Anatomy of terrorist attack on DusitD2 hotel

A CCTV footage shows one of the DusitD2 hotel attackers. The incident took place on January 15, 2019. PHOTO | COURTESY

What you need to know:

  • Security sources say that the terrorists’ car had arrived at the Chiromo/14 Riverside Drive junction around 2.30pm and was parked at the entrance for 30 minutes.
  • The game changer was the Recce squad, a special unit that stormed the building pushing the terrorists to the upper floors, where they had been frustrated by the steel doors.

The two car stickers were distinctive and security agents now say they were being used by the terrorists’ sleeper cell to identify their vehicles.

One of the stickers was of a man wearing an M50 gas mask — an above-the-neck respirator — used for protection against biological and chemical agents.

The other was a car decal of a man, his head bent and wearing a black headscarf.

“These were their identification stickers,” a senior security source privy to the investigations told the Nation at the scene.

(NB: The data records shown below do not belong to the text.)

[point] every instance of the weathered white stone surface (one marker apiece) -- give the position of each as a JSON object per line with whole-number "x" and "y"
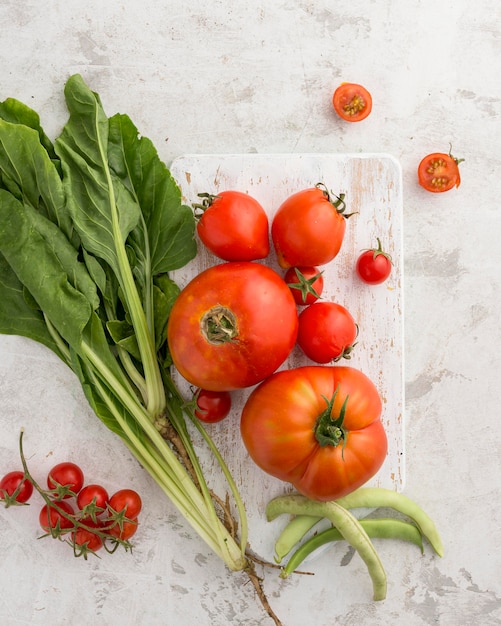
{"x": 232, "y": 77}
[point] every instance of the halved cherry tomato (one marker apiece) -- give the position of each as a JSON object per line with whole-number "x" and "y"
{"x": 308, "y": 228}
{"x": 306, "y": 284}
{"x": 232, "y": 326}
{"x": 374, "y": 265}
{"x": 439, "y": 172}
{"x": 317, "y": 427}
{"x": 233, "y": 226}
{"x": 352, "y": 102}
{"x": 327, "y": 332}
{"x": 212, "y": 406}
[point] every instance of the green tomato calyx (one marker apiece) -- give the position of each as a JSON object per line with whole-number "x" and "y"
{"x": 329, "y": 430}
{"x": 219, "y": 325}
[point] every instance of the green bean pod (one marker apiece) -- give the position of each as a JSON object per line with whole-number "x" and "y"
{"x": 375, "y": 497}
{"x": 349, "y": 527}
{"x": 381, "y": 528}
{"x": 292, "y": 534}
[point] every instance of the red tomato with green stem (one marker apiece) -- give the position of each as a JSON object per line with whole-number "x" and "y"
{"x": 309, "y": 227}
{"x": 439, "y": 172}
{"x": 232, "y": 326}
{"x": 126, "y": 500}
{"x": 327, "y": 332}
{"x": 352, "y": 102}
{"x": 233, "y": 226}
{"x": 316, "y": 427}
{"x": 67, "y": 478}
{"x": 374, "y": 265}
{"x": 15, "y": 487}
{"x": 306, "y": 284}
{"x": 212, "y": 406}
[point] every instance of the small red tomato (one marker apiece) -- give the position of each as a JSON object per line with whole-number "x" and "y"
{"x": 50, "y": 518}
{"x": 374, "y": 265}
{"x": 439, "y": 172}
{"x": 327, "y": 332}
{"x": 212, "y": 406}
{"x": 233, "y": 226}
{"x": 126, "y": 500}
{"x": 66, "y": 475}
{"x": 93, "y": 497}
{"x": 87, "y": 539}
{"x": 308, "y": 228}
{"x": 12, "y": 482}
{"x": 306, "y": 284}
{"x": 126, "y": 532}
{"x": 352, "y": 102}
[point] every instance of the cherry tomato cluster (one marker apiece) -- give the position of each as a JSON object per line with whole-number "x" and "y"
{"x": 437, "y": 172}
{"x": 84, "y": 515}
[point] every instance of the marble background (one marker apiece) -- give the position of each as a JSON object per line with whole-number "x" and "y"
{"x": 220, "y": 76}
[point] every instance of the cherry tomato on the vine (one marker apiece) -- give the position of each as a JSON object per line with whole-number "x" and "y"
{"x": 439, "y": 172}
{"x": 327, "y": 332}
{"x": 13, "y": 481}
{"x": 308, "y": 228}
{"x": 50, "y": 518}
{"x": 306, "y": 284}
{"x": 126, "y": 500}
{"x": 92, "y": 496}
{"x": 212, "y": 406}
{"x": 233, "y": 226}
{"x": 352, "y": 102}
{"x": 374, "y": 265}
{"x": 232, "y": 326}
{"x": 67, "y": 475}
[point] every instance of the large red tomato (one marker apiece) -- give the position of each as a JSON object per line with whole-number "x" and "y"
{"x": 232, "y": 326}
{"x": 308, "y": 228}
{"x": 317, "y": 427}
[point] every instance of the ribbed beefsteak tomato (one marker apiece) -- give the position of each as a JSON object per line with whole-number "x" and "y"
{"x": 232, "y": 326}
{"x": 317, "y": 427}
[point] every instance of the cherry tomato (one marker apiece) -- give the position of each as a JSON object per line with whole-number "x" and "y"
{"x": 327, "y": 332}
{"x": 87, "y": 539}
{"x": 212, "y": 406}
{"x": 232, "y": 326}
{"x": 234, "y": 226}
{"x": 127, "y": 531}
{"x": 308, "y": 228}
{"x": 352, "y": 102}
{"x": 374, "y": 265}
{"x": 13, "y": 481}
{"x": 126, "y": 500}
{"x": 317, "y": 427}
{"x": 50, "y": 519}
{"x": 306, "y": 284}
{"x": 67, "y": 475}
{"x": 439, "y": 172}
{"x": 93, "y": 497}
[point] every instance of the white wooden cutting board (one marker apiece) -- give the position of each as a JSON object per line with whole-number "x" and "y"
{"x": 373, "y": 187}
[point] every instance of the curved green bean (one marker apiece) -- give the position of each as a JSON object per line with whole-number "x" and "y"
{"x": 349, "y": 527}
{"x": 381, "y": 528}
{"x": 292, "y": 534}
{"x": 375, "y": 497}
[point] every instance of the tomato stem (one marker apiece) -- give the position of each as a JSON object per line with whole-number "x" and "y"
{"x": 329, "y": 431}
{"x": 219, "y": 325}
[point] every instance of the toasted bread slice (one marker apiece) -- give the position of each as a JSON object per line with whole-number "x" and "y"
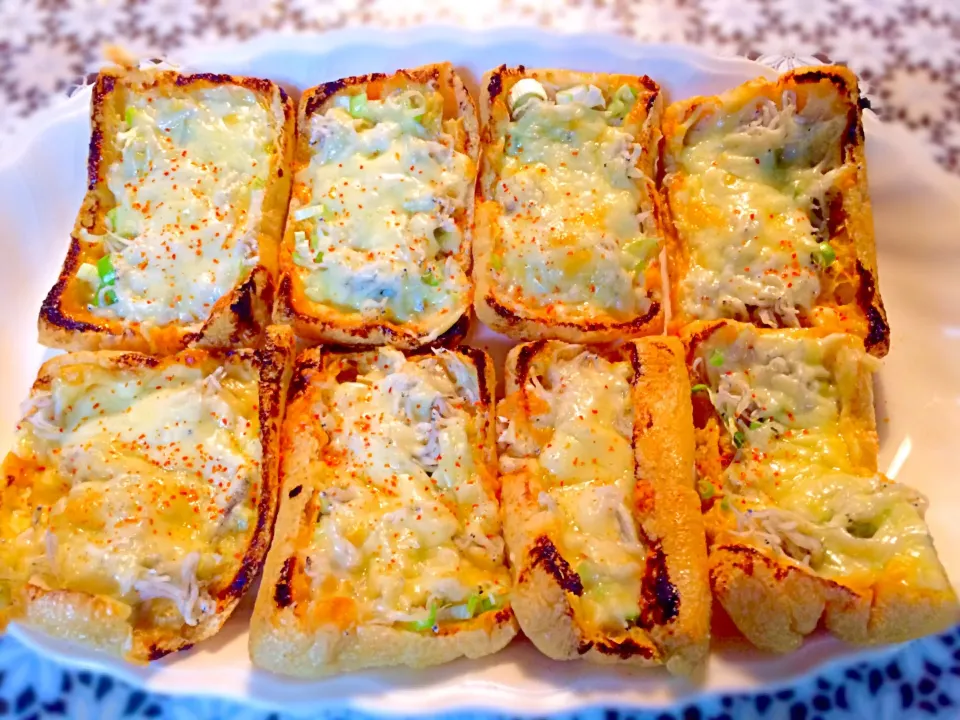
{"x": 568, "y": 227}
{"x": 176, "y": 241}
{"x": 388, "y": 548}
{"x": 767, "y": 191}
{"x": 603, "y": 525}
{"x": 801, "y": 526}
{"x": 378, "y": 247}
{"x": 138, "y": 502}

While CCTV footage showed four terrorists entering the complex, police sources say they killed six of them, meaning some could have entered the building in advance.

AMIABLE

At House No. E9 in Muchatha’s Guango estate, Kiambu County, one of the terrorists, a clean-shaven man with a goatee, had rented a bungalow, where he lived with a girlfriend.

He loved cats, too, and would occasionally buy meat for them.

His tinted Toyota Ractis, KCN 340E, and which was unable to go through the DusitD2 barrier, was by yesterday still at the road leading to the complex after crashing into a drainage ditch beside the first security barrier.

Locals knew him as Ali Salim — a man who spoke fluent Kiswahili and had good rapport with neighbours — in the gated community, although he always hid his face with a cap.

Rent for these four-bedroom houses could reach Sh50,000 a month and for the last 10 months, some of the planning for the attack was carried out here.

SCOUTING

A few weeks to the attack, the car would be driven to Chiromo and parked by the roadside.

A man who sells second-hand clothes at the junction of Chiromo Road and 14 Riverside Drive claimed he had noticed the car several times.

“They would normally park by the roadside and no one left the car. And when they did, one would go and come back with coffee from the restaurant,” the hawker was quoted saying.

Two days before the attack, a waiter at the restaurant told the Press that one of the terrorists — noticeable because of a “big scar” on his hand — went to the restaurant and ordered coffee.

“I knew one of them because he had a big scar on one of his hands. Then on Tuesday, the same group arrived at the restaurant — this time armed. I saw them. They shot six of my friends, four didn’t die but two succumbed,” the waiter was quoted by Capital FM.

GRENADES

Security sources say that the terrorists’ car had arrived at the Chiromo/14 Riverside Drive junction around 2.30pm and was parked at the entrance for 30 minutes.

Adjacent were maize roasters who target the University of Nairobi students whose Chiromo hostels are adjacent to DusitD2.

For the 30 minutes, the occupants never left the tinted car and then drove towards the drop arm barrier on Riverside Drive.

It is not clear how the car ended up in the storm water ditch adjacent to the barrier, but initial information was that some Australian forces some 100 metres from the scene rushed there first and engaged the terrorists.

By then, the terrorist had thrown a hand grenade towards some escaping guards and it landed at the left side of a parked Toyota Yaris, KBL 471N, the flying shrapnel deflating its tyre but causing little damage.

“They only had grenades but we have not seen any VBIED (Vehicle Borne Improvised Explosive Device),” a security official told the Nation.

ROBBERY

As the alarms set off at just about 2.30pm, the four terrorists shot their way into the compound past the second barrier where they hurled more grenades towards a taxi bay, setting three cars on fire.

By this time, security from the adjacent Australian embassy had responded, at first thinking it was a bank robbery at the I&M Bank, which is within the complex.

CCTV footage captures four terrorists trying to gain entry into the offices, but are frustrated by the locked steel doors.

They then head towards the restaurant where one of the terrorists blows himself up at Secret Garden Restaurant killing several people.

“Why are you killing our brothers and sisters in Somalia?” one of the attackers is alleged to have asked before shooting.

Within minutes, DusitD2 was swarming with security details, who were swiftly mobilised and led by GSU commandant Douglas Kanja, DCI director George Kinoti and Flying Squad commander Musa Yego.

SURVIVORS

The game changer was the Recce squad, a special unit that stormed the building pushing the terrorists to the upper floors, where they had been frustrated by the steel doors and bulletproof windows in some of the offices.

Unknown to the terrorists, DusitD2 is akin to a fortress where doors can only be opened using passwords.

Security officers say these barriers saved many of the more than 700 DusitD2 complex workers, who were later rescued.

Initial footage showed some of the terrorists trying to shoot some of the glass doors without success, before going down to the restaurant.